Probability Distribution Functions: PMF, PDF, CDF, and the Common Distributions
Understanding probability distribution functions is foundational for quant trading interviews, ML / statistics interviews, and any role involving uncertainty modeling. The standard objects — PMF, PDF, CDF, expectation, variance — appear constantly. This guide covers the definitions, the relationships between them, and the standard distributions (normal, exponential, Poisson, geometric, binomial) that interviewers expect candidates to recognize and reason about.
Probability Mass Function (PMF) — Discrete
For a discrete random variable X taking values in a countable set, the PMF gives the probability of each outcome:
PMF: p(x) = P(X = x)
Properties:
- p(x) ≥ 0 for all x
- Σ p(x) = 1 (sum over all possible values)
Example: a fair die has PMF p(x) = 1/6 for x ∈ {1, 2, 3, 4, 5, 6}.
Probability Density Function (PDF) — Continuous
For a continuous random variable, single points have probability 0; instead, the PDF gives a density:
PDF: f(x), where P(a ≤ X ≤ b) = ∫[a..b] f(x) dx
Properties:
- f(x) ≥ 0 for all x
- ∫[-∞..∞] f(x) dx = 1
- f(x) is NOT a probability — it can exceed 1
Example: Standard normal has PDF f(x) = (1/√(2π)) × exp(-x²/2). At x = 0, f(0) ≈ 0.399 — a density, not a probability.

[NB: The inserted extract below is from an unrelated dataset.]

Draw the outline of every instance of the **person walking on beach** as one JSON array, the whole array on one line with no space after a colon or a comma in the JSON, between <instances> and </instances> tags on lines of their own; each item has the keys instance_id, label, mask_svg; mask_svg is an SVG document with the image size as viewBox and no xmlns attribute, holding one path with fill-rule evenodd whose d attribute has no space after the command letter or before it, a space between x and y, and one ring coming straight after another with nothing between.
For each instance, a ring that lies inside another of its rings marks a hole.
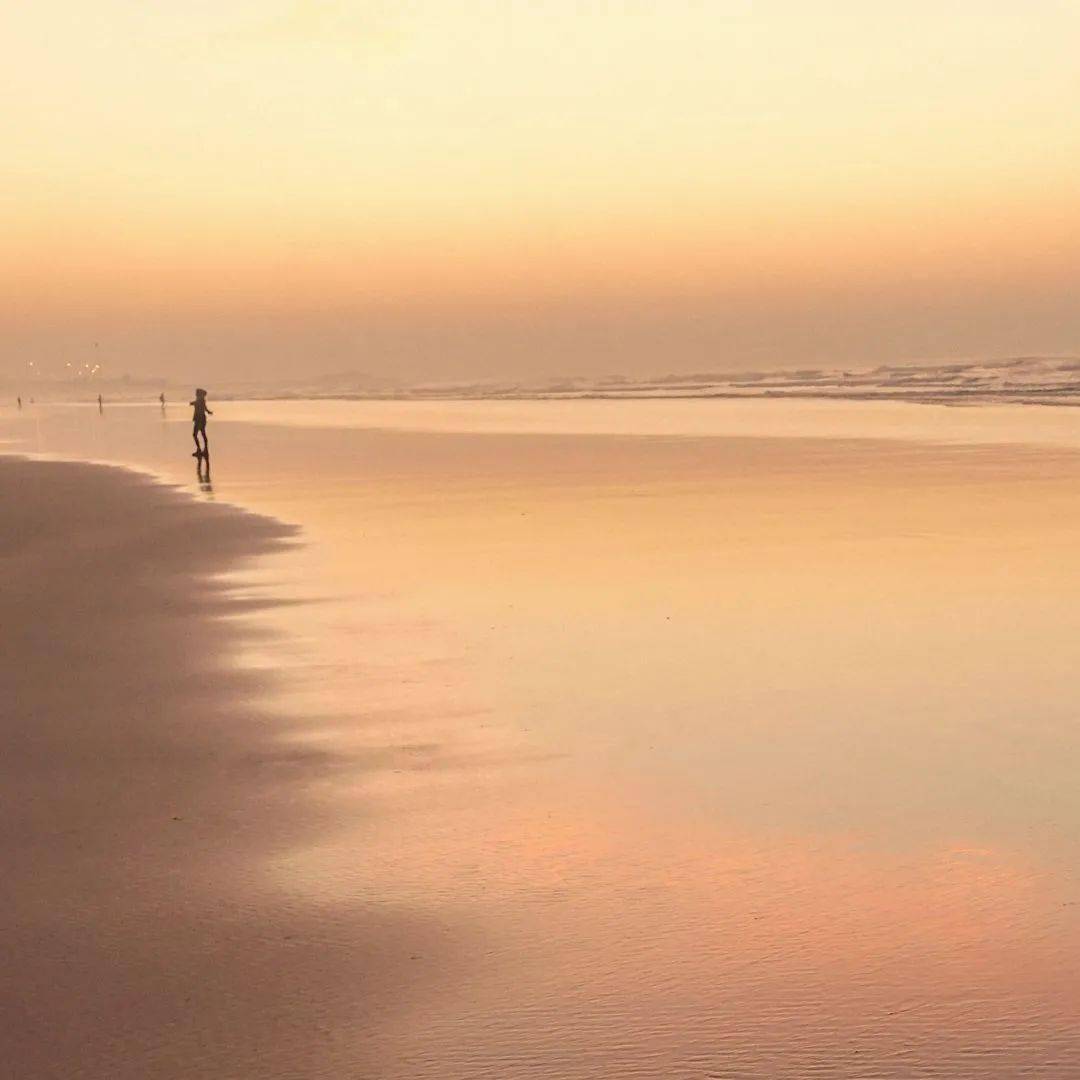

Cumulative Distribution Function (CDF)
For both discrete and continuous random variables, the CDF gives the probability that X is at most some value:
CDF: F(x) = P(X ≤ x)
For discrete: F(x) = Σ p(y) for all y ≤ x.
For continuous: F(x) = ∫[-∞..x] f(t) dt.
Properties:
- F is non-decreasing
- F(-∞) = 0, F(∞) = 1
- F is right-continuous
The CDF is universal — works for any random variable, discrete or continuous, mixed or singular.
Expectation and Variance
Expectation (mean):
- Discrete: E[X] = Σ x × p(x)
- Continuous: E[X] = ∫ x × f(x) dx
Variance:
Var(X) = E[(X – E[X])²] = E[X²] – E[X]²
Standard deviation: σ = √Var(X), in the same units as X.
Common Distributions to Know
Bernoulli
Single trial with success probability p. PMF: p(1) = p, p(0) = 1-p. E[X] = p; Var(X) = p(1-p).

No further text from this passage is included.